Isn't it established (or at least insanely likely) that GF1's free trilinear was more a case of a buggy 2nd TMU/pipe? Even if not, free trilinear is an extremely bad design decision, considering how many textures aren't meant to recieve trilinear even when it's properly enabled. There is a reason we haven't seen it
since GF1.
why, in the era of $500 boards are we finding it acceptable to reduce the quality of such a basic element of image generation? This is fundamental - and we've shown there certainly is no actual issue with running this game with full Trilinear enabled (via Antidetect).
Because trilinear reduces performance significantly. If Nvidia comes up with a method to get most of the IQ benefits of trilinear at a fraction of the performance hit then by all means we should encourage it.
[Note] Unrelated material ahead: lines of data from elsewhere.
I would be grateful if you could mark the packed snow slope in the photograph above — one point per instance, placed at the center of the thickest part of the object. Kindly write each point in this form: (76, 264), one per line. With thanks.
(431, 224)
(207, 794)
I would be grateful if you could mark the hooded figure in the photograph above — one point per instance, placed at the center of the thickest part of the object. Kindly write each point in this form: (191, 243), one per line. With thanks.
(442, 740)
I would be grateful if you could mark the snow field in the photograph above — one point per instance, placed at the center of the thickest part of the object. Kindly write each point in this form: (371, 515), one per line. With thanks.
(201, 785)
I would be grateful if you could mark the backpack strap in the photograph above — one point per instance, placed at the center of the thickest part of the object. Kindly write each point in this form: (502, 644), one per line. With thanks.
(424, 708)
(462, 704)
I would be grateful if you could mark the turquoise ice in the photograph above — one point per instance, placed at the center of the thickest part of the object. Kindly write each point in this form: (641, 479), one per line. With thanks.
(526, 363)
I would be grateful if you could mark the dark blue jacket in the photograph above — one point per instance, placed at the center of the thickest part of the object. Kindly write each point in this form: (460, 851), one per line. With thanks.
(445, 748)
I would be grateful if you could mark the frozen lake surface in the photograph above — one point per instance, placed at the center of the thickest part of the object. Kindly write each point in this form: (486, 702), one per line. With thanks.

As the purpose of trilinear is generally given as "removing the mipmap transitions from bilinear", it does seem a little silly to do trilinear over the entire mipmap if it only matters for a small portion. Now, I'm guessing there may be other benefits to doing "FSTF" (full-screen trilinear), perhaps in the realm of preventing texture aliasing. But I'm mostly just guessing this because otherwise full trilinear would seem a somewhat stupid thing to do. In the vein of doing full screen anisotropic filtering, instead of only oversampling those pixels at large anisotropic angles, and then only doing enough to keep under the Nyquist limit. So if trilinear actually prevents texture aliasing as well, I'd like to see some discussion of that over here for god's sake. And if it doesn't, then this optimization looks long overdue more than anything.
Of course our evaluation of this hinges on the claim that what they're doing really does look much more like trilinear than bilinear even though the mipmaps show that its workload is a lot closer to bilinear than trilinear. Kyle and Brett both say this is the case, and have put up some reasonable evidence. I don't have access to an NV3x card, but many people on this forum do. I'd certainly appreciate more objective testing and some subjective second opinions on the issue instead of just more moans and flames.
None of this excuses Kyle's ridiculous editorials, double-standards, or forum fascism. In particular banning you was about the most ridiculous move I can concieve of. But on the flipside none of that stuff should excuse us from getting to the bottom of what seems to be a very interesting issue.
And, I realize that you may be looking at this issue wearing your reviewer's hat, in which case it is surely absolutely unethical of Nvidia to sneak in an optimization that overrides requested settings (although only to the degree that "quality" implicitly requests "full trilinear filtering"), only in certain highly benchmarked games, and without telling anyone about it. But if you leave that aside for a moment and put on your hardware enthusiast's hat, perhaps there's something worthwhile here?
/turns to crowd
Or am I just totally off base on this one???